Grammo Bistro is another option for excellent gourmet sandwiches or cold cuts and cheese platters. It’s located on via San Giovanni, just behind the Colosseum.

If you climb up the  stairs right next to the metro exit you will find a large downhill road: via degli Annibaldi. Walking along it and passing the intersection with Via Cavour you’ll end up in the Monti district. Here you’ll be really spoilt for choice.

My favorite place in the aera is  La Casetta,a cute little house covered in ivy that serves delicious desserts.

A good option for lunch is definitely Avocado bar. As the names suggests, this unusal place is specialized in avocado based dishes, including desserts. Food is delicious, healthy and totally instagrammable. 

For local, wholesome food and good wine go to  Ai Tre scalini, a  small traditional trattoria with a warm and cozy atmosphere, super popular among locals. Also great for aperitivo, if you manage to get a table.

If not, you can always try le Tavernelle, aperitivo here is just as good and you can also stay for dinner.

For top quality aperitivo you can also Black Market or Fafiuché.

For you daily dose of dough+tomato+ mozzarella, go to Alle Carrette,a family run pizzeria with an extensive menù of wood oven backed pizzas. 

If you fancy some traditional, Roman cuisine I recommend Taverna Romana.

Another place is Suburra 1930, a fashonably vintage place offering traditional and modern food, a great selection of wine and delicious cocktails. 

Via San Giovanni Laterano, right in front of the Colossuem, is also known as Rome’s Gay street.

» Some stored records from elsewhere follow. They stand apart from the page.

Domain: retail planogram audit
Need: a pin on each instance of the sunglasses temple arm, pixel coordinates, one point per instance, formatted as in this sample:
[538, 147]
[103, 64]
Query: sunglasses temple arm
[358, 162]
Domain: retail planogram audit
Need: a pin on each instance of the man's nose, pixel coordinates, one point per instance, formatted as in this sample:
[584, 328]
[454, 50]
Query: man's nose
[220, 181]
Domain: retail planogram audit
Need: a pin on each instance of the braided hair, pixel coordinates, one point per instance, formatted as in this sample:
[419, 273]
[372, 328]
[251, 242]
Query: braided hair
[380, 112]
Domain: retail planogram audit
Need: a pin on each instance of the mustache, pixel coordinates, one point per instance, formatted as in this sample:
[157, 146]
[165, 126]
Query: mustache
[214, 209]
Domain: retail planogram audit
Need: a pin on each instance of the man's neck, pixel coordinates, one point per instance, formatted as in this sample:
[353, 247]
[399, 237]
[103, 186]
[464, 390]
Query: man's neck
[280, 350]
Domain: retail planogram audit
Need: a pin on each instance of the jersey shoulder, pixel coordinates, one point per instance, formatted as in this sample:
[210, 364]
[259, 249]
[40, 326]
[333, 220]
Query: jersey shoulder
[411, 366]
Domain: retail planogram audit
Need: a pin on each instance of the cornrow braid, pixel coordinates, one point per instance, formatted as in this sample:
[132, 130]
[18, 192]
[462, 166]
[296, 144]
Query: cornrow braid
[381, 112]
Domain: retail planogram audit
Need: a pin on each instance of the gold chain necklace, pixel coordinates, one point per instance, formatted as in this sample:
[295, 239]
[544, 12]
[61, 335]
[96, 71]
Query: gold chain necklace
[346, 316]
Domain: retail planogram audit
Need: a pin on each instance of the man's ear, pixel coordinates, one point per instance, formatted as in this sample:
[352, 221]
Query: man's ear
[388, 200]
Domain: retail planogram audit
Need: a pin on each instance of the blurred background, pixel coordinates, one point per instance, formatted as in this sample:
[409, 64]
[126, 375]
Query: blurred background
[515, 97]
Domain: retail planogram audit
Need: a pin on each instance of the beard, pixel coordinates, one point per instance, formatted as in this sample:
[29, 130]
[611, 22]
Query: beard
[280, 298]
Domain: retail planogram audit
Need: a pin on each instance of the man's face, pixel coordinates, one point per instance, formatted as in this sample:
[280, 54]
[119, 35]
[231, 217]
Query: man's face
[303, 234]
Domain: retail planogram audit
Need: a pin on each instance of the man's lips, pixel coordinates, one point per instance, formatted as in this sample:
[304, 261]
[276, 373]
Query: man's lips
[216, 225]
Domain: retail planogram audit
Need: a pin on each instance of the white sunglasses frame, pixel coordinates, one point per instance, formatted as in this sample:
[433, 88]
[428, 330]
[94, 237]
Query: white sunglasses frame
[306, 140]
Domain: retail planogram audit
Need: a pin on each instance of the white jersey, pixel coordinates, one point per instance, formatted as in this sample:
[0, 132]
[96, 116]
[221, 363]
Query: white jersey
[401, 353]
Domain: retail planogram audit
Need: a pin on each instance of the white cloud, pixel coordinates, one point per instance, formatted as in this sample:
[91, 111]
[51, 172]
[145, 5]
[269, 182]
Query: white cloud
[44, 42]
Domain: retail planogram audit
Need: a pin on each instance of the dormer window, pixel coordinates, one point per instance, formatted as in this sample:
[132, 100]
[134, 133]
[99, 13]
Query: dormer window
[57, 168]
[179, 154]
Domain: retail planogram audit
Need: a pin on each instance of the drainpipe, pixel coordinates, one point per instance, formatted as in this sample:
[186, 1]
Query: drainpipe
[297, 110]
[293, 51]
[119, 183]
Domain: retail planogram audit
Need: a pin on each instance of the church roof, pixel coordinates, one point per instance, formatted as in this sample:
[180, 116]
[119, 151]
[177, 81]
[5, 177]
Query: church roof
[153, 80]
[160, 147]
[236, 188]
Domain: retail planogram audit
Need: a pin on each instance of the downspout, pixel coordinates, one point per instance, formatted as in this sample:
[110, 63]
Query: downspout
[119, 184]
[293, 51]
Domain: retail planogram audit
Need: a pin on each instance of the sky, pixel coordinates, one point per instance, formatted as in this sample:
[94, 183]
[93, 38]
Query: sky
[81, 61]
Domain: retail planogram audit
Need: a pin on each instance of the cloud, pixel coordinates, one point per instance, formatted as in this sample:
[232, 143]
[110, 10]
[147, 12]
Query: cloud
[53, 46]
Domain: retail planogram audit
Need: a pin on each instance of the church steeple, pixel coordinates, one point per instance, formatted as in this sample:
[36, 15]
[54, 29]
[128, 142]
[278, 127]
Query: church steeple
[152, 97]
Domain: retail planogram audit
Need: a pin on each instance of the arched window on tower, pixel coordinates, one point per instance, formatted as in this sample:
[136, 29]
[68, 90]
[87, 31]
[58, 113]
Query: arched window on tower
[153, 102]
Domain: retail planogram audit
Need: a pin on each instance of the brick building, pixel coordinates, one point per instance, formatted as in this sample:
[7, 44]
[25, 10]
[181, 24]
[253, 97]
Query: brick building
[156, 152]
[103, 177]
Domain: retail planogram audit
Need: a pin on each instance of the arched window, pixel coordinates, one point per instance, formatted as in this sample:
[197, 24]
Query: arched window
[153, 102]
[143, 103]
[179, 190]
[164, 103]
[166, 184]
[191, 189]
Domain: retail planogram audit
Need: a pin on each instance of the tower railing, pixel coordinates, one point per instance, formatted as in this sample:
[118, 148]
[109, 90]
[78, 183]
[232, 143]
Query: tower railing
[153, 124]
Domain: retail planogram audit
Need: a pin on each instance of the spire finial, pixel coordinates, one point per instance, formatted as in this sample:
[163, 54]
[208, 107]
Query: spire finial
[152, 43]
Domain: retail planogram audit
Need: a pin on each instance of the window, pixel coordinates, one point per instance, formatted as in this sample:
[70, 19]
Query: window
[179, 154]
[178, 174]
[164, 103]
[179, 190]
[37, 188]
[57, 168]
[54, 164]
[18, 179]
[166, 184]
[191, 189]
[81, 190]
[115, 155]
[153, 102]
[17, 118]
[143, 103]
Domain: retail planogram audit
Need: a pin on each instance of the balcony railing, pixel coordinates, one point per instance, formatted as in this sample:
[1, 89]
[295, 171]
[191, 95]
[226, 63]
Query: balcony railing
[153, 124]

The best and most famous place on this street is Coming out perfect for basically any time of the day, starting from brunch upto evening cocktails and live music.

If you go across the Colosseum’s archeological park you’ll get to Voodoo Bar, a very trendy place especially popular  during the summer. Come here for aperitivo or an evening cocktail in their gorgeaus garden to get a away from the city for a couple of hours in a tropical atmosphere.